Para o bem, como para o mal – isto apenas serve para as mentes que a árvore do conhecimento proporcionou o pensar – é, meus amigos, a Natureza a funcionar.
Nas aulas e recreios e nas minhas caminhadas pelos campos e planícies em companhia dos meus amigos, uma coisa eu, muito cedo percebi – descontando os exageros: que os há – tal forma de proceder serve e serviu para nos fortalecer, aprender a defender-nos e a vida enfrentar.
Voltando aos passarinhos. Passarinho de gaiola, se solto, mesmo voando, não terá grande voar e, certamente – não sabendo como fazer – vai morrer de fome, ou de qualquer outro mal, por não estar preparado para viver em liberdade, defender-se e sustentar-se.
Por isso, apesar de mal compreendidos, muitos do meu tempo dizemos: tanta protecção, tanto acarinhar; mais não fará que matar.
Bela forma de abordar tão complexa questão. Uma questão tão velha e tão presente quanto o é a humanidade.
Estranho a estranheza da senhora professora.
Provavelmente não teve infância ou, o que é estranho, não tem memória desse tempo.
Eu, que tenho irmãs e primos e grandes amigos/as e colegas de escola, ainda hoje recordo com todas e todos as patifarias e maldades que nos fazíamos.
Recordamos também, associados a essas tais grandes patifarias e maldades (algumas muito mesquinhas à luz do nosso entendimento de adultos), os ralhetes e castigos bem como os grandes sermões de que eramos alvo por parte dos adultos, a quem devíamos obediência, que nunca se demitiram da sua função de educadores.
O “establishment” garante impunidade ao chico-esperto-cobardolas e à matilha em que se integra para “atacar”, e anolalias comportamentais que in illo tempore se resolviam com saudáveis palmatoadas levam hoje – em casos extremos! – à intervenção do psicólogo de serviço.

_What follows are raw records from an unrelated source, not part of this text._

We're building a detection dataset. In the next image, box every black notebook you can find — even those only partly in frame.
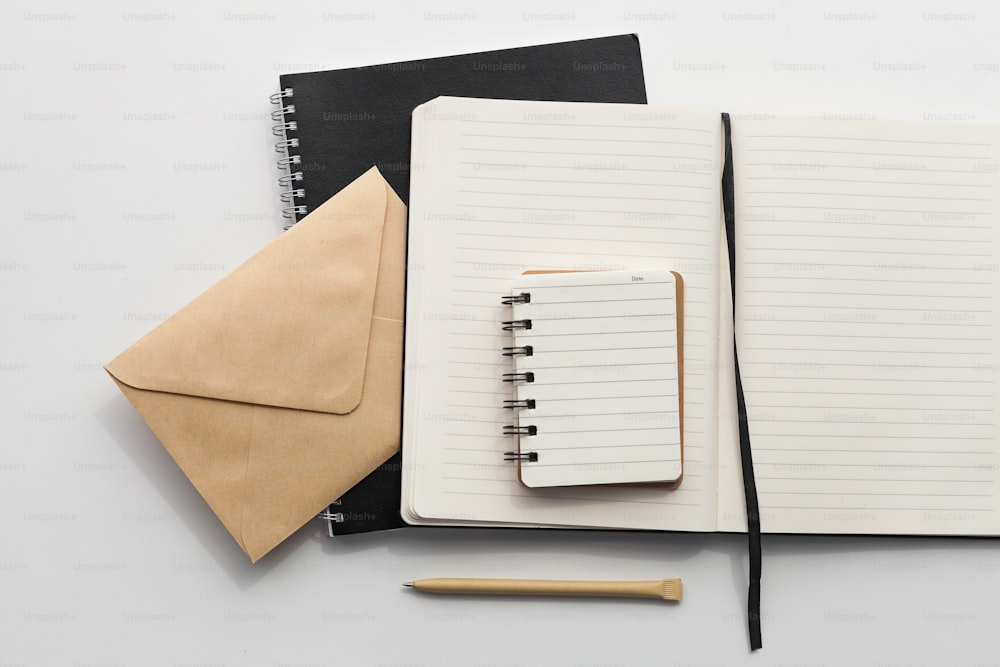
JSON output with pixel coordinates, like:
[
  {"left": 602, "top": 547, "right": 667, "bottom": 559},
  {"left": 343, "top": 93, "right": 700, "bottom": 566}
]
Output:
[{"left": 272, "top": 35, "right": 646, "bottom": 534}]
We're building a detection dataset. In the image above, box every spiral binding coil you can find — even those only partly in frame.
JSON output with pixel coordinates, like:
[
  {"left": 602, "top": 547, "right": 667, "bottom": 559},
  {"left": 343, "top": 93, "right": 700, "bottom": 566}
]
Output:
[
  {"left": 503, "top": 320, "right": 531, "bottom": 331},
  {"left": 500, "top": 292, "right": 531, "bottom": 306},
  {"left": 271, "top": 88, "right": 304, "bottom": 224},
  {"left": 500, "top": 292, "right": 538, "bottom": 463}
]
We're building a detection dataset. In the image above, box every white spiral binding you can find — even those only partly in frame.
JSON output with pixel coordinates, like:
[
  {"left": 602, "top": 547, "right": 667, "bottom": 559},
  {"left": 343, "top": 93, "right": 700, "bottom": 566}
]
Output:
[{"left": 271, "top": 88, "right": 306, "bottom": 224}]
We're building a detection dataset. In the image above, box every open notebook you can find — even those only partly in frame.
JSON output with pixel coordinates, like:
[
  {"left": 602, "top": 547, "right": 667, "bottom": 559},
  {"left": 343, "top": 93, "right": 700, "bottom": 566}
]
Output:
[{"left": 402, "top": 98, "right": 1000, "bottom": 535}]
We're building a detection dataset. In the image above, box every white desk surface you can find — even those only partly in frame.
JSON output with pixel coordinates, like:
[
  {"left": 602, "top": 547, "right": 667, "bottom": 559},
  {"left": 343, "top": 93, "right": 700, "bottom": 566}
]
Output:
[{"left": 0, "top": 0, "right": 1000, "bottom": 667}]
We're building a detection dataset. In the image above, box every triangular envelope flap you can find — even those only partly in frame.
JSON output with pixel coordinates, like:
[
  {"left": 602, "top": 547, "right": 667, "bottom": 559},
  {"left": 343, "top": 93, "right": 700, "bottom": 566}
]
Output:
[{"left": 107, "top": 168, "right": 388, "bottom": 414}]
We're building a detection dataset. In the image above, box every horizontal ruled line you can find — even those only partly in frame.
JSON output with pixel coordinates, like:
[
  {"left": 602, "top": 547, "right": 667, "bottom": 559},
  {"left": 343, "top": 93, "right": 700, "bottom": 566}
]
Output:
[
  {"left": 753, "top": 448, "right": 997, "bottom": 454},
  {"left": 457, "top": 119, "right": 714, "bottom": 134},
  {"left": 456, "top": 202, "right": 711, "bottom": 220},
  {"left": 459, "top": 176, "right": 715, "bottom": 190},
  {"left": 744, "top": 190, "right": 993, "bottom": 201},
  {"left": 746, "top": 147, "right": 990, "bottom": 159},
  {"left": 458, "top": 146, "right": 715, "bottom": 163},
  {"left": 457, "top": 190, "right": 709, "bottom": 205},
  {"left": 458, "top": 132, "right": 714, "bottom": 148},
  {"left": 457, "top": 161, "right": 715, "bottom": 174},
  {"left": 748, "top": 176, "right": 991, "bottom": 188}
]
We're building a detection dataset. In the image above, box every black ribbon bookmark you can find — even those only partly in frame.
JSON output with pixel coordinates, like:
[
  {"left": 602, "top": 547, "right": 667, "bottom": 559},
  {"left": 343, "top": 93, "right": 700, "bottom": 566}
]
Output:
[{"left": 722, "top": 113, "right": 763, "bottom": 651}]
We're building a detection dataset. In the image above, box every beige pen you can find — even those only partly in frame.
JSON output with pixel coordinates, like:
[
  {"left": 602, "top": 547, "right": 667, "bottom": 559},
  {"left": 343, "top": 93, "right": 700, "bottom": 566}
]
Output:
[{"left": 403, "top": 579, "right": 684, "bottom": 600}]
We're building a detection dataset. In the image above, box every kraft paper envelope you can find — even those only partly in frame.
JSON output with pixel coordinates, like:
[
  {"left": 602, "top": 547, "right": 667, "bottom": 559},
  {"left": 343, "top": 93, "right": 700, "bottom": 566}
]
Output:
[{"left": 105, "top": 168, "right": 406, "bottom": 561}]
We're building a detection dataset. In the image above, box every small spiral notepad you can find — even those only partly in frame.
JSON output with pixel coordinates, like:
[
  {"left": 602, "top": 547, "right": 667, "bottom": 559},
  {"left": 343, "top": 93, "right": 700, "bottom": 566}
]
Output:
[{"left": 503, "top": 270, "right": 683, "bottom": 487}]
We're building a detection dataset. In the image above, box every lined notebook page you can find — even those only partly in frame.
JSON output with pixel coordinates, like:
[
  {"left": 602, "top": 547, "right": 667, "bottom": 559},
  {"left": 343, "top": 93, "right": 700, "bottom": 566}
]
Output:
[
  {"left": 723, "top": 118, "right": 1000, "bottom": 534},
  {"left": 509, "top": 270, "right": 681, "bottom": 488},
  {"left": 403, "top": 98, "right": 721, "bottom": 530}
]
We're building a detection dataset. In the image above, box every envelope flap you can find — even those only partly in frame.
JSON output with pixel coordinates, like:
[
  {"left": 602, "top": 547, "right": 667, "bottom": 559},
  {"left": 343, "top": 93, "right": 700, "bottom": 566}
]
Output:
[{"left": 107, "top": 168, "right": 395, "bottom": 414}]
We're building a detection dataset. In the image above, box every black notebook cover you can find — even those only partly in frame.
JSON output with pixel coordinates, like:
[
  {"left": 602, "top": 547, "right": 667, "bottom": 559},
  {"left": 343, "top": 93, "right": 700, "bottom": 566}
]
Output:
[{"left": 275, "top": 35, "right": 646, "bottom": 535}]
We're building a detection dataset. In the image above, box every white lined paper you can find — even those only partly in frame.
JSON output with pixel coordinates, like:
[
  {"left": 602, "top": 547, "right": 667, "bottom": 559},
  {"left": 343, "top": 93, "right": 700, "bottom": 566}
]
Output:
[
  {"left": 403, "top": 98, "right": 720, "bottom": 530},
  {"left": 511, "top": 269, "right": 682, "bottom": 488},
  {"left": 720, "top": 113, "right": 1000, "bottom": 534}
]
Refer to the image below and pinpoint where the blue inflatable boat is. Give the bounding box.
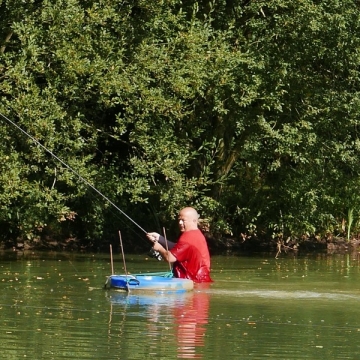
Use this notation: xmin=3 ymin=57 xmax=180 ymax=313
xmin=105 ymin=273 xmax=194 ymax=293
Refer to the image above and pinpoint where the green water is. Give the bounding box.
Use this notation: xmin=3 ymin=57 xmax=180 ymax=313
xmin=0 ymin=252 xmax=360 ymax=360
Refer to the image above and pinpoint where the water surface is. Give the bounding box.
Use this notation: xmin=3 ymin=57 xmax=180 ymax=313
xmin=0 ymin=252 xmax=360 ymax=359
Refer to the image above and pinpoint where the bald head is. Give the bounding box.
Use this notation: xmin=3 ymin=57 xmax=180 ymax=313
xmin=178 ymin=207 xmax=199 ymax=232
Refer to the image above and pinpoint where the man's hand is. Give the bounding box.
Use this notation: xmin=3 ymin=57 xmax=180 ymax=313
xmin=146 ymin=233 xmax=160 ymax=242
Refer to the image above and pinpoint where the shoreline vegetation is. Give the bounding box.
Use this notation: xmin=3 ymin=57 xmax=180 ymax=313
xmin=0 ymin=0 xmax=360 ymax=252
xmin=0 ymin=234 xmax=360 ymax=258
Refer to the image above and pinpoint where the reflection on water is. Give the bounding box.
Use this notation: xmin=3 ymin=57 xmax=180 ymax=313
xmin=0 ymin=253 xmax=360 ymax=360
xmin=107 ymin=284 xmax=210 ymax=359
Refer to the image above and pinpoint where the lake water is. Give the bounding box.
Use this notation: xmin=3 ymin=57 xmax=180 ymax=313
xmin=0 ymin=252 xmax=360 ymax=360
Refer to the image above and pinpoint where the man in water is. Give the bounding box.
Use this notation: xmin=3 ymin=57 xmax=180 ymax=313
xmin=146 ymin=207 xmax=212 ymax=283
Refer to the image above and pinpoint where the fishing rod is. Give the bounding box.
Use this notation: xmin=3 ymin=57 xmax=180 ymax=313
xmin=0 ymin=113 xmax=147 ymax=234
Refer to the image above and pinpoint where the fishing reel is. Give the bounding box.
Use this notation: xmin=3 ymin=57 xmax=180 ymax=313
xmin=149 ymin=248 xmax=162 ymax=261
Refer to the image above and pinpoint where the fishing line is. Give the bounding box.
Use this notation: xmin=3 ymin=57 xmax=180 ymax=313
xmin=0 ymin=113 xmax=147 ymax=234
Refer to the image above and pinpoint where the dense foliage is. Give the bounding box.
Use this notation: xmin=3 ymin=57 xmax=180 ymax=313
xmin=0 ymin=0 xmax=360 ymax=246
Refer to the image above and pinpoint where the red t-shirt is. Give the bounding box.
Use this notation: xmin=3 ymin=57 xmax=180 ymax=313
xmin=170 ymin=229 xmax=212 ymax=282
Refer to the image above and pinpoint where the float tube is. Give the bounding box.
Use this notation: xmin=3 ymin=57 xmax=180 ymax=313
xmin=104 ymin=273 xmax=194 ymax=293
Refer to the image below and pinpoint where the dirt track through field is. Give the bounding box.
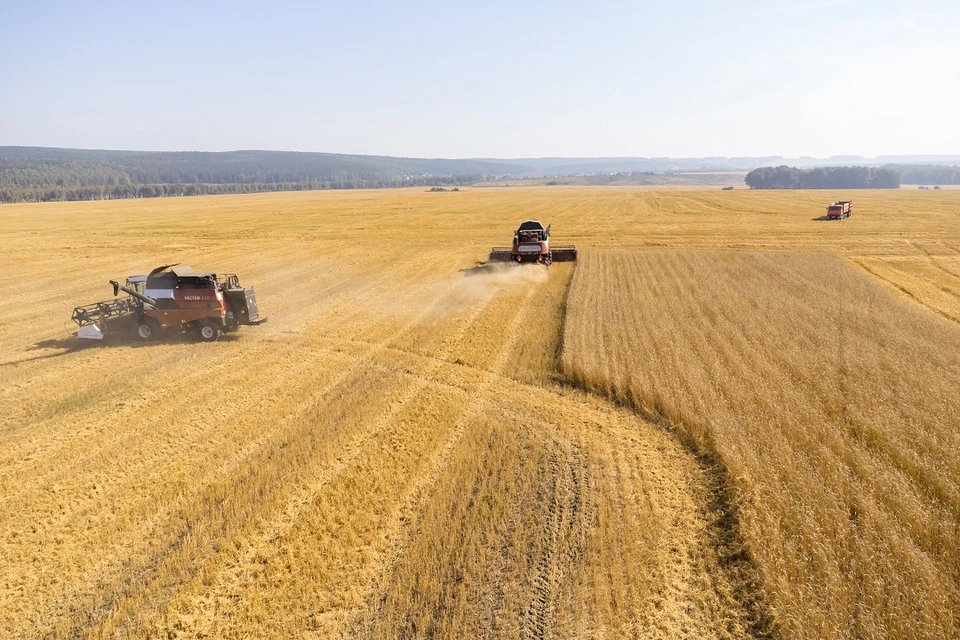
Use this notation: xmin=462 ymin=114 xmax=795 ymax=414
xmin=0 ymin=189 xmax=960 ymax=638
xmin=0 ymin=252 xmax=745 ymax=638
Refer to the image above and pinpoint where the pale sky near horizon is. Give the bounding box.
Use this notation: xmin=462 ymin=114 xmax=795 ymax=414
xmin=0 ymin=0 xmax=960 ymax=158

A canalha – pequena e graúda – é programada com a app “no_limits”, que é a mais eficaz para a manter disciplinadamente consumista. Pena tenho é das vitimas, e de quem tem por ofício aturar a canalha…
Excelente post.
A maldade humana tem por início sempre a xenofobia : tudo o que é diferente de nós é mau, porque causa medo. Se esse impulso não é combatido na família, que é a 1ª educadora (e a mais eficaz), temos crianças que, por não saberem dominar esse medo, são cruéis com os mais fracos. Cabe ao professor, como 2ºeducador, tentar corrigir esse erro.